Switched to Logic Pro and I've never looked back, there's no more fuffing about with small, unreliable utilities. Far more reliable, and I have used it on stage for drum sequencing, click tracks through headphones and processing sound through a multiple-input interface, all at the same time. It's never given me any issues.
paulears
A bit unfair?

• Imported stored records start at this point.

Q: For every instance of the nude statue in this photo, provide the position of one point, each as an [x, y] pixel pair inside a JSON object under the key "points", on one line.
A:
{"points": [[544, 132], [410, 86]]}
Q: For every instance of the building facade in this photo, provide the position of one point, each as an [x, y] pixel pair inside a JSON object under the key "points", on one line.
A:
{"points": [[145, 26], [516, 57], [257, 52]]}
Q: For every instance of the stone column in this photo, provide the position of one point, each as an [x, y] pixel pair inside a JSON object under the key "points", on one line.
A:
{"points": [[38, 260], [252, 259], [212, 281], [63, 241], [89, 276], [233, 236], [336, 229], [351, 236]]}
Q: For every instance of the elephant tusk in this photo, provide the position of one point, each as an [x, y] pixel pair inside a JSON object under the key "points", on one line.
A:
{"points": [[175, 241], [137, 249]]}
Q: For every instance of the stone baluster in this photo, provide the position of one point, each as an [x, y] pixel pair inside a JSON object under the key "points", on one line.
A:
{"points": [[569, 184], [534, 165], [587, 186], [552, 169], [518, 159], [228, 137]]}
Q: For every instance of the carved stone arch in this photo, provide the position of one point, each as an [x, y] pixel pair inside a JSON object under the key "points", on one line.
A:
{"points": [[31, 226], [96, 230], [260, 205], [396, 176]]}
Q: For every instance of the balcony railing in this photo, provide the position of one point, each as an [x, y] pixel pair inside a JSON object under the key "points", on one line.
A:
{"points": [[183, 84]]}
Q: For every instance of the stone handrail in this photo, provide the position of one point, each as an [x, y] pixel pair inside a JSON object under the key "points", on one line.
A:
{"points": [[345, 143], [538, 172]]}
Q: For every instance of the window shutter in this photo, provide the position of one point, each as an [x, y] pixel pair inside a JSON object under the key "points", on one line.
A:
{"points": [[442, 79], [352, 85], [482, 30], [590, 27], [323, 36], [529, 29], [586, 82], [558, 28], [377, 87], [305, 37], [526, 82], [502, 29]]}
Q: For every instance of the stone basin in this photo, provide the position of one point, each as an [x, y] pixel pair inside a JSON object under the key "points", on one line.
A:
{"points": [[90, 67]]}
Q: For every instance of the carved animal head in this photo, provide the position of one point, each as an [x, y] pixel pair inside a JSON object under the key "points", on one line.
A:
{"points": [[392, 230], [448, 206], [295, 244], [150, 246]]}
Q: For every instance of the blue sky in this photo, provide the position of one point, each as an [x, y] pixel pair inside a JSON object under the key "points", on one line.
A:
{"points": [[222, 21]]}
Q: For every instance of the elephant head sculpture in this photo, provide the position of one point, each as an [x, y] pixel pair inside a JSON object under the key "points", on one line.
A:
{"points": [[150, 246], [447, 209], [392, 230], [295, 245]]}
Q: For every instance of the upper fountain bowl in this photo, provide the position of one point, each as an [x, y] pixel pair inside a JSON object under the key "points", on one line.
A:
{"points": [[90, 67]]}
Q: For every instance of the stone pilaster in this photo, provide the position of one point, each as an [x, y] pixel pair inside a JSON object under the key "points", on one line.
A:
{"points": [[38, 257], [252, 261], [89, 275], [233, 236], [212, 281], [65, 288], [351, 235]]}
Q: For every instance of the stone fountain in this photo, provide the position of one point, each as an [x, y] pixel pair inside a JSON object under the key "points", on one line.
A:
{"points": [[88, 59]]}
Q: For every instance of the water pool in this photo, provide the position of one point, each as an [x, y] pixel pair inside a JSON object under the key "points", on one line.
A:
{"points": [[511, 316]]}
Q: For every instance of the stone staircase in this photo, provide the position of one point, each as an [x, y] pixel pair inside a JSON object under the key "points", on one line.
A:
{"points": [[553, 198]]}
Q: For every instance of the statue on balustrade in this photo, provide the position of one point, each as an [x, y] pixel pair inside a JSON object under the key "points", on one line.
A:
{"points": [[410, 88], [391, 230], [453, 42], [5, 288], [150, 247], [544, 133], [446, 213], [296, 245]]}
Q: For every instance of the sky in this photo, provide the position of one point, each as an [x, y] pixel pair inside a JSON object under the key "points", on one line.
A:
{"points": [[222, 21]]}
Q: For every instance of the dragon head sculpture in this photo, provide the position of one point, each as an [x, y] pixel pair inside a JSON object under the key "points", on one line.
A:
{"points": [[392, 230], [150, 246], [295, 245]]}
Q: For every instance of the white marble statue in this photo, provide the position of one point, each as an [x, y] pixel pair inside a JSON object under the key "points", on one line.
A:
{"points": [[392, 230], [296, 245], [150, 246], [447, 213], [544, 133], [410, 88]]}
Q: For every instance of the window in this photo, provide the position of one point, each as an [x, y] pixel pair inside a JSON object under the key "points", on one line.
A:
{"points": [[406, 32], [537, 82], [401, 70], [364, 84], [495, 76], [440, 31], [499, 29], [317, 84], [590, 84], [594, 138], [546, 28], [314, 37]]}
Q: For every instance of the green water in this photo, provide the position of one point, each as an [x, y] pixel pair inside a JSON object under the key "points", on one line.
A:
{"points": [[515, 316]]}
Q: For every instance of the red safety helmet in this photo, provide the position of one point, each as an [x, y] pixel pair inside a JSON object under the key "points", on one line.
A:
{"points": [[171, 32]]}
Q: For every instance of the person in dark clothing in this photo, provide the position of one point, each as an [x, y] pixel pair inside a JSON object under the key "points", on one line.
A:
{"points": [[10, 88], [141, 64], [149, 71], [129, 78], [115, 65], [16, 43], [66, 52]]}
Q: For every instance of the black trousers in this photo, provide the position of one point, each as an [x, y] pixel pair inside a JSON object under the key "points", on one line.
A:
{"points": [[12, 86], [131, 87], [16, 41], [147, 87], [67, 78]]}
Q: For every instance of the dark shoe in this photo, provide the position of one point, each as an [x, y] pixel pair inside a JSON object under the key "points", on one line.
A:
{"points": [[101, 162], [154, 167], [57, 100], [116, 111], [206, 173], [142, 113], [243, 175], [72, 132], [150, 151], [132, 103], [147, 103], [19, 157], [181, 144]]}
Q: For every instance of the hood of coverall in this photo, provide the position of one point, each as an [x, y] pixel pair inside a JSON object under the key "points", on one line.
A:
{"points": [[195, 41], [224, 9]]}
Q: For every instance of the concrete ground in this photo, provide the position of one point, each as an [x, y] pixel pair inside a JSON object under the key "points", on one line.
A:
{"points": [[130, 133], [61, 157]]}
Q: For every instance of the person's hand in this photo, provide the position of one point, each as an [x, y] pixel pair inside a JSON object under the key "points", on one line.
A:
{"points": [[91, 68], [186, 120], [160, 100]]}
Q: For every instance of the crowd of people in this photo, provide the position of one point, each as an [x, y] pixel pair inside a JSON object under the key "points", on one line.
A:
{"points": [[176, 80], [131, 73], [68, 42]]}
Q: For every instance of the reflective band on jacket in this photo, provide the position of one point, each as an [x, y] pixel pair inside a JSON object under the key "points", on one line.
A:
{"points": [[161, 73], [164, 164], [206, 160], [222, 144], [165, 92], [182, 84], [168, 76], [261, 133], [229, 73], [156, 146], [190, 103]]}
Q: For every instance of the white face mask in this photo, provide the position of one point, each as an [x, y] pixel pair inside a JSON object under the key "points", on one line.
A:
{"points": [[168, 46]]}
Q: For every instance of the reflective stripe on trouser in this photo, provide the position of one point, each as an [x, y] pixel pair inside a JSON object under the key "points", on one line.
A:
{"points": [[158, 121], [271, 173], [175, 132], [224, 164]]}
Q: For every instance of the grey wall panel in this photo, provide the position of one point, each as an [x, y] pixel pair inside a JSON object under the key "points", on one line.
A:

PC users don't find Cubase unreliable - certainly not in my experience, and Mac people are happy with Logic - Just a Ford v Vauxhall choice really, isn't it?
WAL
We weren't using Cubase live (although the tracks were modified and arranged in Cubase). Can't remember what was being used, but I suspect that between songs, a MIDI reset message wasn't being sent between the sequencer, the MIDI module and the brain of the drum kit - hence the barking dogs etc on the click track! However, that isn't really a concern - the set up has proved unreliable and won't see use again.

I fancy the hard disk route and I know that something like an Alesis HR24 will do the job (and they aren't ludicrously expensive), but taking a 24 track player out just to play back two stereo wav files and a click seems overkill. Is there a small 4 track recorder out there that will hold the 90 minutes of three track audio at full resolution that we need, with a big red "on" and "off" switch to avoid confusion?

Regards

WAL
Ed_N
Surely the main problem with MIDI is that the protocol contains no (or little) error correction? In my experience, which is only in a studio environment, messages sometimes get lost - this in itself can lead to all sorts of problems!